PhD Research Intern, Visual Object Understanding
Zoox
Foster City, CA, USA
USD 9,500-9,500 / month
About Our Internship Program
Zoox’s internship program offers hands-on experience with cutting-edge technology, mentorship from some of the industry’s brightest minds, and the opportunity to make meaningful contributions to real projects. We seek interns who demonstrate strong academic performance, engagement beyond the classroom, intellectual curiosity, and a genuine interest in Zoox’s mission.
Project Overview
The Perception Attributes team builds the agent semantics layer of Zoox's perception stack. Our models classify what obstacles mean — detecting emergency vehicle lights, pedestrian gestures, turn signals, and dozens of other behavioral signals that inform how the AV responds. This work sits at the intersection of safety-critical autonomy and cutting-edge ML: our models run on every Zoox vehicle, and our outputs directly influence decisions like yielding to emergency vehicles and interacting with construction workers. The team is small, moves fast, and collaborates closely with ML researchers across the AI org.

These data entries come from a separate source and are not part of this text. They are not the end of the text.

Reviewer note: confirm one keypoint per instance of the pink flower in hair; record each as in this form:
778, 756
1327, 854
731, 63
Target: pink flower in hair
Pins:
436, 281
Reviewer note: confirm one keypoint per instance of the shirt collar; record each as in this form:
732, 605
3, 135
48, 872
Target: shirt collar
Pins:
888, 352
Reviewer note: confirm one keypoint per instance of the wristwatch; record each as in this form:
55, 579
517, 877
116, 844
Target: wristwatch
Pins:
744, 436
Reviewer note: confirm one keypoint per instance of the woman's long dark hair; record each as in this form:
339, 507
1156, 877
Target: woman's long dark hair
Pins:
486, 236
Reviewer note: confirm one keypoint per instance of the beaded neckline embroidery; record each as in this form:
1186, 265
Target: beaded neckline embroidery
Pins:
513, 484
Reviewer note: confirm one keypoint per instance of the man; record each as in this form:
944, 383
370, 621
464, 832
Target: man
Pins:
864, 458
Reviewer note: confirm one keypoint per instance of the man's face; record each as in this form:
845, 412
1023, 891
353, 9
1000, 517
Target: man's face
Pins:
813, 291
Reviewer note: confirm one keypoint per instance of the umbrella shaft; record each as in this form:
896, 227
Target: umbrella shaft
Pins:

During the internship, you will work on one of the most exciting open problems in AV perception: using modern foundation models — large vision-language models, multimodal transformers, and audio-visual architectures — to dramatically expand the semantic understanding of our perception stack. Current approaches require months of data collection and labeling to add a single new attribute class. The research goal is to change that fundamentally, using VLMs and language-aligned representations to make our models more generalizable, queryable, and data-efficient. The work spans dataset construction, model design, and evaluation — with direct implications for how Zoox handles novel emergency vehicles, complex pedestrian behavior, and safety-critical edge cases as we scale to new cities.
Requirements:
Currently working towards a Ph.D., or advanced degree in a relevant engineering program
Good academic standing
Able to commit to a 12-week internship beginning in late May or June of 2026.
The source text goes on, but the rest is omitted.